The Red Band was invited to investigate what was depicted in a photo that Shawna put up in their bandspace. She writes,

“I taped a “mystery photo” to our easel and provided oil pastels for the children to add onto the picture…. By Friday, all of the white had been filled in with color and shapes. Sadie and Isaac both postulated theories as to what it was. Sadie said it was a giant pillow fight, which she remembered from seeing it before.


“Isaac said it was a crowd of people in a room with a flag pole. He could see the people’s heads. When I asked him what all the white rectangles were, he thought maybe they were white shirts. When I told him what Sadie said, he at first laughed, but then, looking closely, he said, “Yeah, it could be a giant pillow fight!” And he laughed again.


“It was indeed a mass pillow fight, which convened on Valentines Day. I found it in an old San Francisco Magazine spread.
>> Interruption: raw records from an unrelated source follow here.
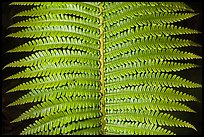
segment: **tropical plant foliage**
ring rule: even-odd
[[[10,103],[37,104],[12,123],[37,118],[21,134],[175,134],[196,128],[170,111],[195,112],[196,97],[175,88],[201,85],[172,72],[201,59],[178,48],[200,46],[176,37],[198,34],[176,26],[197,13],[182,2],[13,2],[33,6],[13,17],[22,28],[7,37],[29,38],[12,52],[31,52],[8,67],[5,80],[29,78],[7,91],[25,92]],[[27,91],[27,93],[26,93]],[[15,93],[10,93],[15,94]]]

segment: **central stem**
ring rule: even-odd
[[[101,100],[100,100],[100,112],[101,116],[101,132],[102,135],[105,133],[105,92],[104,92],[104,19],[103,19],[103,5],[102,2],[99,3],[99,30],[100,30],[100,73],[101,73]]]

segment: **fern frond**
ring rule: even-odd
[[[63,14],[48,14],[37,18],[30,18],[21,22],[15,23],[12,27],[45,27],[45,26],[77,26],[85,30],[98,31],[98,25],[90,20],[84,20]]]
[[[31,81],[17,85],[16,87],[7,91],[15,92],[20,90],[32,90],[32,89],[46,89],[57,86],[64,86],[66,84],[71,85],[99,85],[99,76],[85,75],[85,74],[65,74],[65,75],[53,75],[43,78],[36,78]]]
[[[67,85],[50,89],[31,90],[8,106],[22,105],[25,103],[41,102],[55,100],[60,97],[84,97],[90,99],[99,99],[99,89],[95,86],[75,86]]]
[[[52,2],[11,2],[9,5],[23,5],[23,6],[27,6],[27,5],[50,5],[52,4]]]
[[[97,9],[98,9],[97,4],[95,4],[94,2],[12,2],[9,5],[23,5],[23,6],[27,6],[27,5],[34,5],[34,6],[58,5],[58,6],[62,6],[62,5],[64,5],[65,6],[67,4],[81,5],[83,7],[90,9],[90,10],[93,10],[93,11],[97,11]]]
[[[114,66],[121,66],[131,62],[148,61],[148,60],[188,60],[188,59],[201,59],[201,56],[193,53],[179,51],[177,49],[150,49],[150,50],[137,50],[123,54],[121,56],[113,57],[106,55],[106,68],[113,68]]]
[[[14,49],[7,52],[29,52],[37,50],[47,50],[47,49],[77,49],[82,51],[87,51],[93,54],[99,52],[99,47],[97,44],[89,43],[84,40],[68,37],[45,37],[41,39],[35,39],[29,41],[23,45],[20,45]]]
[[[98,108],[99,99],[84,99],[84,98],[59,98],[58,100],[45,101],[43,103],[33,106],[28,111],[21,114],[18,118],[14,119],[13,122],[19,122],[22,120],[43,117],[47,115],[52,115],[59,112],[64,112],[70,109],[91,109]],[[73,110],[74,111],[74,110]]]
[[[111,31],[106,31],[107,42],[105,45],[115,45],[119,43],[127,42],[128,40],[144,38],[149,36],[169,36],[169,35],[181,35],[181,34],[198,34],[197,30],[177,27],[175,25],[154,25],[143,26],[136,29],[128,29],[127,31],[120,33],[116,36]],[[111,37],[110,37],[111,36]]]
[[[176,91],[172,88],[154,86],[134,86],[107,91],[106,101],[122,99],[152,99],[165,101],[198,101],[194,96]]]
[[[105,23],[106,26],[110,26],[113,25],[114,23],[116,23],[117,21],[120,20],[125,20],[128,18],[133,18],[135,16],[139,16],[139,15],[149,15],[149,14],[159,14],[159,13],[168,13],[168,12],[176,12],[176,11],[185,11],[188,9],[181,9],[178,8],[176,6],[163,6],[163,5],[155,5],[155,6],[149,6],[149,5],[145,5],[145,6],[133,6],[133,7],[129,7],[129,8],[124,8],[123,10],[117,11],[117,14],[111,14],[110,13],[106,13],[105,16]]]
[[[149,14],[143,16],[136,16],[131,19],[123,20],[117,22],[117,25],[113,27],[108,27],[107,32],[116,34],[120,31],[130,29],[131,27],[144,26],[148,24],[152,25],[162,25],[166,23],[174,23],[177,21],[185,20],[197,15],[196,13],[159,13],[159,14]]]
[[[91,41],[93,43],[98,42],[98,34],[92,31],[84,31],[74,26],[46,26],[46,27],[32,27],[22,31],[11,33],[6,37],[14,38],[39,38],[39,37],[65,37],[80,38],[81,40]]]
[[[101,129],[99,127],[87,128],[72,132],[71,135],[100,135]]]
[[[198,66],[191,63],[147,60],[146,62],[133,62],[121,66],[115,66],[114,68],[107,67],[105,71],[107,72],[107,78],[117,78],[128,74],[137,74],[142,72],[175,72],[194,67]]]
[[[90,109],[90,110],[79,110],[79,111],[72,111],[72,112],[59,112],[54,115],[48,115],[45,118],[35,121],[29,128],[26,128],[24,132],[29,132],[28,130],[32,130],[33,133],[41,132],[41,131],[48,131],[52,130],[54,127],[63,126],[67,123],[96,118],[99,117],[100,113],[97,109]],[[31,131],[31,132],[32,132]]]
[[[110,45],[109,45],[110,46]],[[149,50],[149,49],[169,49],[169,48],[180,48],[187,46],[201,46],[188,39],[179,39],[172,37],[144,37],[141,39],[134,39],[123,44],[112,45],[109,47],[107,45],[106,54],[120,55],[122,53],[127,53],[129,51],[136,50]]]
[[[187,127],[196,130],[190,123],[182,121],[170,114],[158,111],[117,111],[107,114],[106,119],[107,121],[137,121],[159,126]]]
[[[124,128],[125,127],[125,128]],[[153,124],[145,124],[139,122],[115,122],[108,121],[106,124],[106,131],[117,134],[129,135],[174,135],[173,132]]]
[[[31,67],[37,66],[39,64],[44,64],[43,62],[49,63],[67,63],[67,62],[81,62],[81,63],[89,63],[89,64],[97,64],[99,62],[99,58],[95,54],[91,54],[88,52],[82,51],[74,51],[74,50],[44,50],[36,52],[28,57],[20,59],[19,61],[14,61],[7,64],[6,67]],[[3,69],[4,69],[3,68]]]
[[[186,87],[198,88],[202,85],[181,78],[177,75],[167,73],[139,73],[137,75],[128,75],[119,79],[107,79],[107,89],[118,89],[132,85],[151,85],[151,86],[168,86],[168,87]]]
[[[186,105],[176,101],[151,100],[151,99],[125,99],[114,100],[106,103],[106,111],[128,110],[154,110],[154,111],[185,111],[195,112]]]
[[[86,129],[86,128],[92,128],[92,127],[99,127],[99,118],[94,118],[94,119],[88,119],[84,121],[78,121],[76,123],[68,124],[66,126],[61,126],[55,128],[55,130],[52,130],[50,132],[56,132],[60,131],[60,134],[69,134],[72,131],[76,131],[79,129]],[[21,132],[21,135],[29,135],[29,134],[34,134],[38,132],[37,130],[40,130],[39,128],[35,128],[32,130],[32,128],[27,127],[24,129],[24,131]],[[45,133],[46,134],[46,133]]]
[[[36,8],[33,8],[31,10],[25,10],[20,13],[17,13],[13,17],[18,16],[43,16],[46,14],[70,14],[70,15],[76,15],[80,16],[82,18],[87,18],[92,20],[93,22],[98,20],[96,12],[91,12],[91,10],[88,10],[80,5],[75,4],[63,4],[63,5],[49,5],[49,6],[39,6]]]
[[[99,75],[99,68],[95,65],[76,63],[76,62],[75,63],[55,63],[55,64],[47,63],[45,65],[26,68],[24,71],[21,71],[21,72],[18,72],[17,74],[9,76],[4,80],[51,76],[51,75],[65,74],[65,73],[70,73],[70,74],[82,73],[82,74]]]

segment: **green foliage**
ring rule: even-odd
[[[201,46],[178,35],[200,32],[174,23],[197,15],[182,2],[12,2],[33,6],[7,37],[29,38],[7,53],[30,52],[9,67],[25,69],[4,80],[28,78],[7,93],[26,92],[8,104],[35,103],[11,123],[37,119],[22,135],[175,134],[197,130],[168,112],[196,112],[199,100],[175,88],[201,84],[174,74],[198,67],[201,56],[178,48]],[[11,93],[10,93],[11,94]]]

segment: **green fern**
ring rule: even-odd
[[[9,89],[25,92],[8,104],[33,107],[11,123],[37,119],[20,133],[171,134],[170,127],[197,131],[168,112],[196,112],[183,102],[199,100],[175,88],[201,84],[173,72],[198,67],[181,60],[201,56],[178,48],[201,46],[178,35],[199,34],[176,26],[197,13],[182,2],[12,2],[34,6],[7,37],[29,38],[7,53],[31,52],[9,67],[25,69],[4,80],[29,78]]]

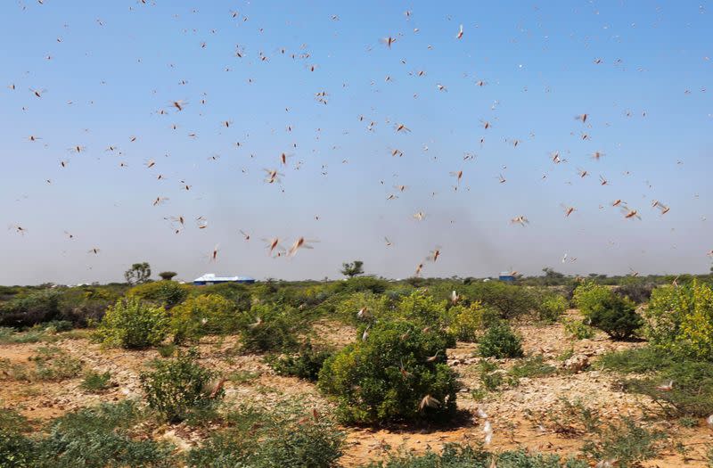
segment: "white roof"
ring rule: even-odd
[[[248,276],[216,276],[215,273],[206,273],[200,278],[196,278],[193,281],[204,281],[206,283],[215,282],[215,281],[245,281],[245,280],[251,280]]]

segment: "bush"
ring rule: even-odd
[[[624,418],[621,423],[598,427],[596,439],[585,442],[582,452],[597,461],[617,460],[621,468],[639,466],[640,462],[657,456],[656,442],[665,437]]]
[[[372,462],[365,468],[587,468],[583,460],[562,460],[556,455],[529,454],[508,450],[493,454],[479,447],[447,443],[440,454],[430,448],[422,455],[389,454],[385,461]]]
[[[530,291],[500,281],[471,283],[464,287],[463,293],[494,308],[501,318],[524,316],[537,307],[537,298]]]
[[[581,320],[565,320],[564,331],[577,340],[590,340],[594,337],[595,330]]]
[[[168,333],[168,316],[163,307],[127,298],[107,310],[95,338],[107,346],[142,349],[160,344]]]
[[[543,322],[553,324],[567,310],[570,302],[560,294],[545,294],[537,307],[537,318]]]
[[[176,359],[156,362],[154,371],[140,375],[149,406],[168,422],[185,419],[192,409],[210,406],[225,393],[222,388],[210,388],[216,374],[200,365],[197,357],[190,349]]]
[[[602,357],[605,369],[647,374],[624,381],[627,391],[648,395],[672,416],[708,416],[713,413],[713,363],[692,361],[649,346]],[[670,390],[657,387],[673,381]]]
[[[283,351],[297,346],[299,327],[297,310],[275,305],[255,304],[240,317],[242,349],[249,352]]]
[[[335,300],[338,301],[334,308],[337,316],[351,324],[386,317],[391,308],[388,298],[371,291],[344,294],[330,300],[330,302]],[[356,316],[362,309],[364,309],[362,316]]]
[[[670,390],[658,389],[673,381]],[[648,395],[674,416],[708,416],[713,413],[713,363],[680,361],[651,377],[625,381],[627,391]]]
[[[234,427],[213,434],[188,454],[188,466],[332,468],[342,455],[344,434],[326,416],[288,406],[266,414],[243,409]]]
[[[225,298],[234,303],[233,307],[237,310],[247,310],[252,305],[250,292],[251,287],[239,283],[222,283],[201,286],[200,291],[202,294],[217,294]]]
[[[600,286],[593,281],[583,283],[574,290],[574,304],[586,318],[602,308],[603,304],[612,295],[611,290]]]
[[[628,298],[612,294],[602,308],[589,316],[592,326],[607,333],[614,340],[626,340],[634,336],[643,324],[636,313],[636,305]]]
[[[34,291],[0,304],[0,326],[25,327],[55,320],[60,316],[60,293]]]
[[[84,381],[79,385],[86,391],[102,391],[110,387],[111,382],[111,373],[89,371],[84,376]]]
[[[543,357],[538,355],[516,364],[508,374],[516,379],[521,379],[522,377],[541,377],[555,372],[557,372],[557,368],[545,364]]]
[[[629,298],[636,304],[643,304],[648,302],[652,291],[653,284],[651,283],[632,282],[621,284],[614,290],[614,292],[621,297]]]
[[[191,292],[191,286],[175,281],[157,281],[139,284],[128,290],[127,296],[151,300],[171,308],[185,300]]]
[[[130,436],[131,428],[141,420],[140,411],[130,400],[67,414],[52,423],[47,437],[34,441],[32,466],[174,466],[171,446]]]
[[[35,363],[35,379],[39,381],[62,381],[79,374],[82,362],[59,348],[45,347],[37,349],[29,358]]]
[[[713,360],[713,290],[693,282],[653,290],[644,310],[644,335],[678,356]]]
[[[373,276],[355,276],[334,283],[334,292],[358,292],[369,291],[381,294],[389,289],[389,282]]]
[[[446,301],[437,300],[423,291],[415,291],[401,298],[394,314],[399,319],[433,326],[446,316]]]
[[[307,341],[297,356],[287,356],[270,361],[270,366],[281,375],[292,375],[316,382],[324,361],[332,356],[329,351],[316,351]]]
[[[575,290],[574,300],[592,326],[615,340],[630,338],[643,324],[634,301],[604,286],[586,283]]]
[[[238,329],[234,302],[217,294],[189,298],[171,309],[174,341],[197,341],[207,334],[229,333]]]
[[[479,301],[471,302],[465,307],[456,305],[450,308],[446,320],[448,331],[460,341],[474,342],[484,326],[493,323],[497,316],[490,308]]]
[[[104,316],[107,308],[121,298],[122,286],[79,286],[61,290],[60,318],[74,326],[88,326]]]
[[[348,423],[437,420],[455,412],[457,382],[446,364],[453,340],[408,322],[377,323],[365,341],[324,362],[319,388]]]
[[[36,466],[32,440],[18,432],[0,428],[0,466],[30,468]]]
[[[515,334],[506,322],[499,322],[488,327],[478,345],[483,357],[522,357],[522,340]]]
I look forward to continuing this game with the children with different photos every week.”

Last week, the Orange Band began constructing a giant camera obscura in the bottom part of their bandspace. Mackenzie writes,

“When the question inevitably arose of how big the hole should be, Quinn ran to his Chromebook and started researching. Bruno, Huxley and Ben joined him the following day watching videos and reading articles about camera obscuras. Quinn discovered that a big hole let in more light while a small hole allowed for greater focus. Because of this we began with a hole the size of a pin.


As you’d imagine it was too small to project an image on the opposite wall, but Lola held a paper up to the hole and discovered that it was indeed projecting an image. This gave the group the gust of excitement and energy they needed to finish the project. While Quinn, Selina, Huxley and I were outside taping cardboard, we could hear the squeals of excitement coming from inside as the image projected on to the wall. This is our first iteration, we still have plenty tinkering to do with the material, size and shape of the hole.”


The Green Band launched into photo safaris and have been snapping like crazy. Amanda was impressed by a conversation they had as a band yesterday:

“Today we began our inquiry by listing all of the reasons to take a photo, and the conversation quickly evolved into jobs that use photographs, ways in which photos affect us, varying levels of importance of a photo. By the end of our conversation, each one of us had pieced together a beautiful reflection to answer, “Are photographs powerful? Why? How?”


“But even this question, in itself, is up to interpretation. A picture of my family, for example, is important to me, but not many others. Versus a picture of, say, the moon landing – something that permeates through the masses, pulling similar emotions or reactions from an entire population. What separates these photos? Just significant events? Strife? Surprise? Survival?”


We are excited to share more of the kids’ photographs as the arc goes on!